# Umbilical cord blood collection at birth reduces early iatrogenic blood loss in preterm infants with birth weights <1,500 g

**Authors:** Huihui Wu, Lin Cheng, Jiajun Lei, Jiaolin Chu, Tao Bo

PMC · DOI: 10.3389/fped.2026.1739158 · 2026-03-12

## TL;DR

Collecting umbilical cord blood at birth helps reduce early blood loss in very low birth weight preterm infants, lowering the need for blood draws and transfusions.

## Contribution

This study demonstrates that umbilical cord blood collection reduces early iatrogenic blood loss in very low birth weight preterm infants.

## Key findings

- Preterm infants with birth weight <1,250 g who had UCB collected had lower hemoglobin levels and less blood drawn in the first week.
- UCB collection was associated with a higher rate of non-transfusion within 7 days in very low birth weight infants.
- Blood drawn volumes were significantly lower in the UCB group for both birth weight categories.

## Abstract

Frequent blood collection leads to anemia and increased transfusion needs. Umbilical cord blood (UCB) collection has been suggested to reduce the need for subsequent blood draws, but its effectiveness, especially in very low birth weight infants (VLBWI), remains insufficiently explored.

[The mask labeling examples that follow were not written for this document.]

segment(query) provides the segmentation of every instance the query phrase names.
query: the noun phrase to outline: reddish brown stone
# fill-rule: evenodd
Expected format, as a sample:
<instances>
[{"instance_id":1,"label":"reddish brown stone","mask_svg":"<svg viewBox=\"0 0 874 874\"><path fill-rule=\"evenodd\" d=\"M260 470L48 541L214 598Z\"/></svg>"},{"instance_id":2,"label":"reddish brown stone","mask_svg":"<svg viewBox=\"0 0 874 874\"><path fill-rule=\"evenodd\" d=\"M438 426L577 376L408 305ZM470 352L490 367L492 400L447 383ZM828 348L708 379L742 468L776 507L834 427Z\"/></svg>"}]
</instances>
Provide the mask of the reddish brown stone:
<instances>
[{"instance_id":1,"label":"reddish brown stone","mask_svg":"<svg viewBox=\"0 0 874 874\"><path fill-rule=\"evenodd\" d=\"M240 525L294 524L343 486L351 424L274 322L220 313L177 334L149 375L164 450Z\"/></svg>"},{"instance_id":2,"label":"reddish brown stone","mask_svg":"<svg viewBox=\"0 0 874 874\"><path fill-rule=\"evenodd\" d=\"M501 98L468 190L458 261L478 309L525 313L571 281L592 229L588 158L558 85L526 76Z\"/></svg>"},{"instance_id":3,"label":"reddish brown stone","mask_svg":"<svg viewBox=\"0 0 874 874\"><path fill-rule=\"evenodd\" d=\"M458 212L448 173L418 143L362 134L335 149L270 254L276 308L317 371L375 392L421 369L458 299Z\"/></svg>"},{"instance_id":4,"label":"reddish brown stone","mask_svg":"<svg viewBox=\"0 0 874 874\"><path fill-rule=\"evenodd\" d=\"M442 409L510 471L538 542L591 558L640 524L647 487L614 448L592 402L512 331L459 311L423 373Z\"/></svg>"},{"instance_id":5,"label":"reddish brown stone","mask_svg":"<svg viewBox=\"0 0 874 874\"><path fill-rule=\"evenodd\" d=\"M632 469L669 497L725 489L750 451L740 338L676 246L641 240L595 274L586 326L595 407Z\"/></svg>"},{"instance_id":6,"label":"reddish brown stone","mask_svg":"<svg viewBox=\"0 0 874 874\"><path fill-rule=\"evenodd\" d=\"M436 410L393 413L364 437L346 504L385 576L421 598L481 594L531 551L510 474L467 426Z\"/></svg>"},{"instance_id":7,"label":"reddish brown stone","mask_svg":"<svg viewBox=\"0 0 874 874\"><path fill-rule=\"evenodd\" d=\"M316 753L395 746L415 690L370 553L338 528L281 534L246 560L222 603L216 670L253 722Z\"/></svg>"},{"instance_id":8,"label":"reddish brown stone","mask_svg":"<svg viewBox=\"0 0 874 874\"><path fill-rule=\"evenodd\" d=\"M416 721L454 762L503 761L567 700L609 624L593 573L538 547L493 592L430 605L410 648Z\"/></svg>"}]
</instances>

This retrospective study was approved by the Ethics Committee of Xiangya Third Hospital, Central South University (No. 23673), which granted a waiver of informed consent in accordance with national regulations and institutional guidelines, stratifying infants into two groups based on whether UCB was collected at birth: the UCB collection (UCB, 68 infants) group and the non-umbilical cord blood collection (NUCB, 70 infants) group. These cohorts were further analyzed according to birth weight (BW), with 64 infants with BW ≥1,250 g (UCB=21, NUCB=43) and 74 infants with BW < 1,250 g (UCB=47, NUCB=27). Clinical data were then collected and analyzed.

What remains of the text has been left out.